When the king approached the young man with the offer of being first minister, Pitt rejected it out of hand. He could not command a majority, and he could not work either with Fox or with North. So he waited. He realized that the new ministry was so unstable, so riven by internal weakness, that it could not hold. He could bide his time. Richard Porson summed up the characters of Fox and Pitt with an observation. ‘Mr Pitt conceives his sentences before he utters them. Mr Fox throws himself into the middle of his, and leaves it to God Almighty to get him out again.’
Balloons were the rage of the early 1780s. For the first time in human history it seemed that men could fly. Excited crowds in Paris and London watched the ascents, and for a moment seemed to be exhilarated by a sense of liberation from the woes of the world. This was freedom, or at least the promise of freedom, for future generations. At the time of the French Revolution a political writer, Etienne Dumont, remarked that ‘the people of Paris were filled with inflammable gas like a balloon’. In the spring of 1785 Horace Walpole wrote, less dramatically, that ‘Mr Windham, the member for Norwich, has made a voyage into the clouds, and was in danger of falling to earth
and being shipwrecked. Three more balloons sail today; in short we shall have a prodigious navy in the air, and then what signifies having lost the empire of the ocean?’
24
The schoolboy
The first British Empire, largely consisting of the thirteen American colonies, had gone. Yet many were glad to be rid of it. Its surcease had become inevitable. It was better to trade with the Americans than attempt to rule them, and this salutary lesson became the single most important principle of the second British Empire which was even then being created.
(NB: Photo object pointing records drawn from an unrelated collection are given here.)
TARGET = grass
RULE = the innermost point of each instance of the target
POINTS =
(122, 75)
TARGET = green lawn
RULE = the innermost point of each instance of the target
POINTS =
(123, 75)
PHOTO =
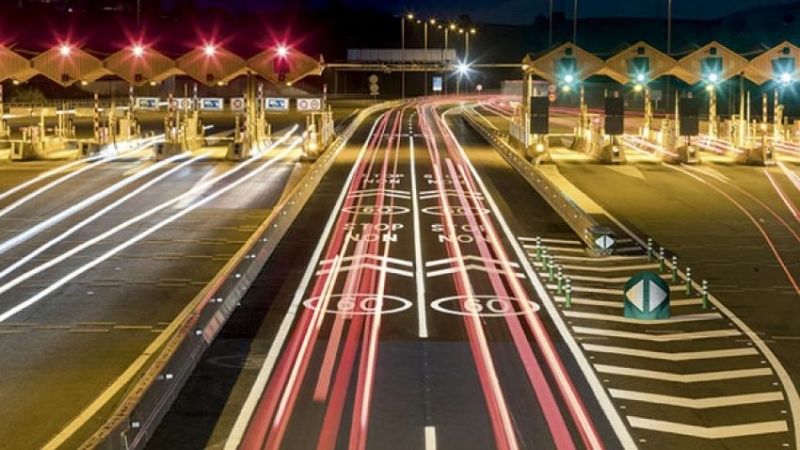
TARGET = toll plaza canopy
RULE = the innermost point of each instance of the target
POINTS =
(642, 62)
(66, 64)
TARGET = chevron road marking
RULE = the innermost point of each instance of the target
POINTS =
(658, 337)
(619, 304)
(724, 432)
(377, 258)
(684, 378)
(675, 357)
(468, 267)
(698, 403)
(619, 319)
(439, 262)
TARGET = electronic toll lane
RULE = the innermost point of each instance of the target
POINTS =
(99, 258)
(401, 311)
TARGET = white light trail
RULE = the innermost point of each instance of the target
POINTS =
(50, 263)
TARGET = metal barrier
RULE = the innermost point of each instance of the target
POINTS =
(575, 217)
(187, 338)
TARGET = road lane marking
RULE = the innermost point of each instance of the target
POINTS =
(619, 319)
(700, 377)
(430, 438)
(723, 432)
(672, 337)
(698, 403)
(674, 357)
(419, 277)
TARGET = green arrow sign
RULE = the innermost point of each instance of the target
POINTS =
(646, 297)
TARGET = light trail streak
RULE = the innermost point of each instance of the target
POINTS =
(56, 260)
(139, 237)
(44, 247)
(73, 209)
(786, 201)
(755, 222)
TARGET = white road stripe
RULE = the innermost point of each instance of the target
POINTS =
(675, 357)
(672, 337)
(723, 432)
(684, 378)
(430, 438)
(468, 267)
(698, 403)
(620, 319)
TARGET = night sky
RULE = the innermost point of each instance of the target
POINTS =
(525, 11)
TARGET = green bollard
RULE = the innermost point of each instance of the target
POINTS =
(560, 278)
(688, 281)
(568, 293)
(538, 248)
(705, 294)
(674, 269)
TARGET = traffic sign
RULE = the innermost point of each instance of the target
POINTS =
(212, 104)
(277, 104)
(237, 104)
(646, 297)
(309, 104)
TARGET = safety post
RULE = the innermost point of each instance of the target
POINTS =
(568, 293)
(674, 269)
(688, 281)
(560, 278)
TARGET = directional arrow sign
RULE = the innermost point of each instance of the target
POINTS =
(646, 297)
(604, 242)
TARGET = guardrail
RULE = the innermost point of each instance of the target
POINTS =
(187, 338)
(572, 214)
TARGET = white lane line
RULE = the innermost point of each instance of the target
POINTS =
(448, 261)
(430, 438)
(710, 334)
(698, 403)
(378, 268)
(620, 319)
(684, 378)
(468, 267)
(553, 241)
(419, 276)
(249, 406)
(377, 258)
(612, 279)
(675, 357)
(723, 432)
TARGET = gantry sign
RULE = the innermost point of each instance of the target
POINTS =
(210, 65)
(641, 63)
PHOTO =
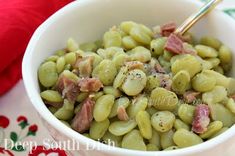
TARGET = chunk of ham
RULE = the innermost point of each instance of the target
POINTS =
(188, 50)
(82, 120)
(174, 44)
(167, 29)
(84, 65)
(190, 96)
(233, 97)
(134, 65)
(122, 114)
(201, 119)
(68, 88)
(159, 68)
(54, 104)
(90, 84)
(165, 81)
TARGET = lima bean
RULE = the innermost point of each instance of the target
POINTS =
(103, 107)
(135, 82)
(216, 95)
(112, 91)
(178, 124)
(120, 128)
(211, 42)
(122, 101)
(157, 46)
(184, 138)
(140, 54)
(188, 63)
(167, 139)
(163, 99)
(47, 74)
(112, 39)
(163, 121)
(98, 129)
(138, 104)
(230, 105)
(128, 42)
(72, 45)
(205, 51)
(186, 113)
(106, 72)
(51, 96)
(203, 82)
(155, 139)
(181, 82)
(152, 147)
(212, 129)
(220, 113)
(133, 140)
(139, 35)
(143, 121)
(109, 137)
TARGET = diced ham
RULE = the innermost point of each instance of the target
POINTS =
(165, 81)
(167, 29)
(188, 50)
(233, 97)
(68, 88)
(90, 84)
(84, 65)
(186, 38)
(190, 96)
(54, 104)
(174, 44)
(122, 114)
(82, 120)
(134, 65)
(159, 68)
(201, 119)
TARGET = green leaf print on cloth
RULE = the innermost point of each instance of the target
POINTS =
(230, 12)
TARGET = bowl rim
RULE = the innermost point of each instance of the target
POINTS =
(59, 126)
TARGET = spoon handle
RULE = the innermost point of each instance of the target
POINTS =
(191, 20)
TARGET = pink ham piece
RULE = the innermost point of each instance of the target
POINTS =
(167, 29)
(82, 120)
(122, 114)
(174, 44)
(134, 65)
(54, 104)
(190, 96)
(201, 119)
(68, 88)
(90, 84)
(165, 81)
(84, 65)
(159, 68)
(233, 97)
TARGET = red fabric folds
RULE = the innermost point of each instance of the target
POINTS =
(19, 19)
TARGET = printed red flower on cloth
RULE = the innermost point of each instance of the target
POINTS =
(42, 151)
(22, 121)
(32, 130)
(5, 152)
(4, 121)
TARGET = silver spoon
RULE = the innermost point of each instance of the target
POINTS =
(191, 20)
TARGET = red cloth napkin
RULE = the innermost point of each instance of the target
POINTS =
(19, 19)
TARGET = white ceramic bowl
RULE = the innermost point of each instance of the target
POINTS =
(87, 20)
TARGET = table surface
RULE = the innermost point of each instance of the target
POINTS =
(21, 122)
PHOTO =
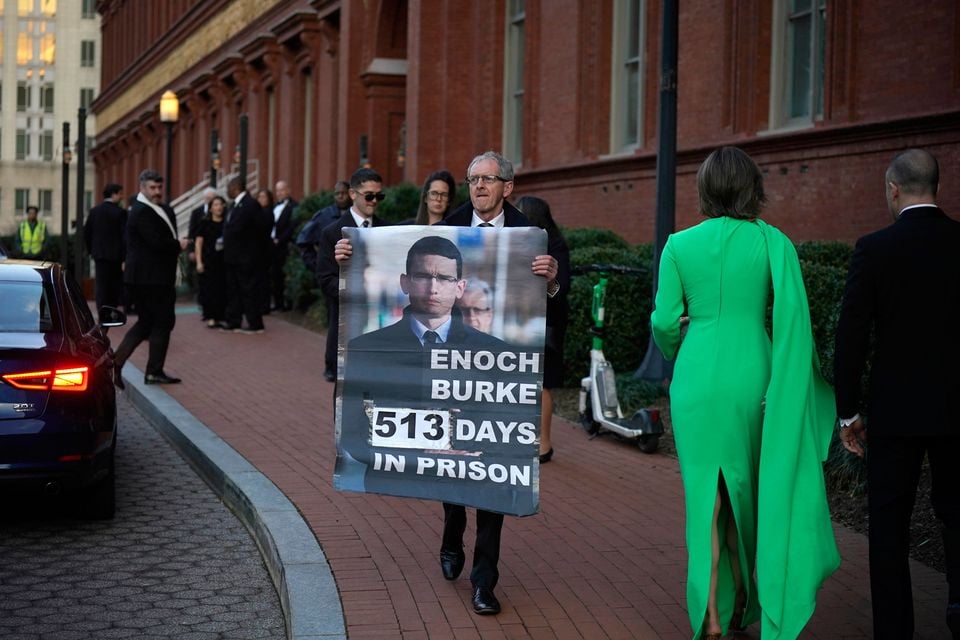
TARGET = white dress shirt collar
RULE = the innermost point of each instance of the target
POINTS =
(497, 221)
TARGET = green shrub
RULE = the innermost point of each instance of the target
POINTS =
(585, 237)
(824, 284)
(310, 205)
(634, 393)
(833, 254)
(301, 289)
(627, 320)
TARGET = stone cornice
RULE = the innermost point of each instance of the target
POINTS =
(195, 38)
(785, 145)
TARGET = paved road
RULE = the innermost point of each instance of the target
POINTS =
(174, 562)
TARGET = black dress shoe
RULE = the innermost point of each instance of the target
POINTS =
(118, 376)
(953, 619)
(160, 378)
(451, 563)
(484, 602)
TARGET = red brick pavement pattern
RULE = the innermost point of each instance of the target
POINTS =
(604, 558)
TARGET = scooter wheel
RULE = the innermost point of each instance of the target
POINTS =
(649, 443)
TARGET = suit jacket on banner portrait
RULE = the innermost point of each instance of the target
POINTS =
(456, 421)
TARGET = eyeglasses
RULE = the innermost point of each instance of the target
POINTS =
(427, 278)
(473, 180)
(469, 312)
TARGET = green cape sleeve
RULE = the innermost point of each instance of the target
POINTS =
(796, 550)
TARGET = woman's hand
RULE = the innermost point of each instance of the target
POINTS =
(854, 437)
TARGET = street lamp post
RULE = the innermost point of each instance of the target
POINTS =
(65, 196)
(169, 114)
(214, 157)
(81, 148)
(654, 366)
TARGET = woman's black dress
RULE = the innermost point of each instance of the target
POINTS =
(213, 280)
It was not in England’s interests to have colonies scattered over the globe; it was more important to have a line of trading posts that could create a worldwide commercial empire along the routes of the oceans. These markets and factories would then be guarded by the navy in the world’s first maritime empire.
Trading posts were set up in Borneo and the Philippines, while Lord Macartney led a commercial mission to the imperial court at Peking [Beijing]. The forts and factories of Britain stretched out to Penang and Malaya, to Trinomali [Tiruvannamalai] and Kandu, to Cape Town and central Africa. And of course the Indian subcontinent beckoned with its riches. It was said that the Tudor spirit of ocean-going adventure had revived, and indeed the idea of the British Empire was first raised in the Elizabethan period. John Dee had prophesied an empire that would unite all the peoples of Britain in its acquisition, a remarkably accurate vision of the future. Where could the ships and sailors not go? To Greece? To Araby? To the dark continent of Africa or to the realms of the Orient?